Six cents concurrents et des milliers de spectateurs à 2500 m d'altitude: la Pierra Menta, c'est le grand show de la montagne, une compétition de ski alpinisme aux limites du risque d'avalanche avec une nouvelle donne: une météo déréglée.

Comme tous les matins sur les quatre jours que dure la Pierra Menta dans le massif du Beaufortin, Thierry Arnou débute sa journée dès 4 heures du matin. Le météorologue et nivologue de Météo-France, détaché pour la course, prend connaissance des prévisions pour le lendemain. A 08h00, il enfile ses skis et ses peaux de phoques (bandes synthétiques qui permettent de grimper avec les skis) pour se rendre sur le terrain avec un pisteur de la station de Arêches-Beaufort.

"On monte sur le parcours du lendemain, on a toujours un jour d'avance.

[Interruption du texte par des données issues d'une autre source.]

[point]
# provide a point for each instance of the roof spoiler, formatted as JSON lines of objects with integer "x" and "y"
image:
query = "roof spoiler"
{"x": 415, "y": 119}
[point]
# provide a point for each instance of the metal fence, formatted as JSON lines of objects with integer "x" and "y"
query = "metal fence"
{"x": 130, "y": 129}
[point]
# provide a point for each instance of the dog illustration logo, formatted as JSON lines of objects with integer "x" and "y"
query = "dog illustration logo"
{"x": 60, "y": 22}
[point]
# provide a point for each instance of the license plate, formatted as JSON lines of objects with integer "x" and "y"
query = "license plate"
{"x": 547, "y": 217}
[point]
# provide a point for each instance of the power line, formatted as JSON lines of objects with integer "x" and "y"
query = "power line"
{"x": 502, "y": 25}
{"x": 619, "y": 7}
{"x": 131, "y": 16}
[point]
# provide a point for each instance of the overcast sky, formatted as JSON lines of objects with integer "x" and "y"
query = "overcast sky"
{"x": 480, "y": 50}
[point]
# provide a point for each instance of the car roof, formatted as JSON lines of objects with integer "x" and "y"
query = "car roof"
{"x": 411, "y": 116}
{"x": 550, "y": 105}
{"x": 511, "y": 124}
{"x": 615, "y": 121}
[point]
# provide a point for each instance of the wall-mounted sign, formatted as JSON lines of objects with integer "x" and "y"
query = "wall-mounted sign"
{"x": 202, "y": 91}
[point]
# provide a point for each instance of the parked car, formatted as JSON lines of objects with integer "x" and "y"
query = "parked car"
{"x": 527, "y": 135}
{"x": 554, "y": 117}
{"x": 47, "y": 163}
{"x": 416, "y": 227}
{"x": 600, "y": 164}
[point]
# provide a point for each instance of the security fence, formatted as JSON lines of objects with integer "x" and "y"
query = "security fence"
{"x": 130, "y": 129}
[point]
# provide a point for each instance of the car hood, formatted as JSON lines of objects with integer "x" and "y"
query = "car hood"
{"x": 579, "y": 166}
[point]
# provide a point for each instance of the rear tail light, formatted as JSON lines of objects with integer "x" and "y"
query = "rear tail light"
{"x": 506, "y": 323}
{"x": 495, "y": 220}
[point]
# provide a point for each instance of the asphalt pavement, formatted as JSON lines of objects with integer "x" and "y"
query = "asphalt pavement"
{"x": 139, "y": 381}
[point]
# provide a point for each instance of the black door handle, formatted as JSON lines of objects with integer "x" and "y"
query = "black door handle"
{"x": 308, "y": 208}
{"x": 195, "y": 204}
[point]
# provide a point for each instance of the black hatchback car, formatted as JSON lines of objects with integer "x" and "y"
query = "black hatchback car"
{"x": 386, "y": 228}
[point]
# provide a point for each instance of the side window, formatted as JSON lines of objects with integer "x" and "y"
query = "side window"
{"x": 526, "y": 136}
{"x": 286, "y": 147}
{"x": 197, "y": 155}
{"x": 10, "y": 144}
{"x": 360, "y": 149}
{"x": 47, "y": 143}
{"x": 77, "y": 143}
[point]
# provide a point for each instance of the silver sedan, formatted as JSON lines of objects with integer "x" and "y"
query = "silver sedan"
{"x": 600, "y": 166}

On fait une coupe du manteau neigeux à certains points pour déterminer si c'est instable ou très instable et auquel cas, les organisateurs peuvent modifier le parcours voire l'annuler", explique à l'AFP le prévisionniste.

Sa préoccupation ? Minimiser les risques d'avalanche en préservant l'intérêt de la course. "Il ne s'agit pas pour les concurrents de ne faire que des bords de piste ou rester à très basse altitude", précise-t-il.

- Tempêtes et écarts de température -

Créée en 1985, la Pierra Menta est devenue une course de légende. Disputée sur quatre jours et en binôme, elle propose des parcours dans la montagne pouvant culminer à 2686 m avec le Grand-Mont et offrant un total de 10.000 m de dénivelées positives.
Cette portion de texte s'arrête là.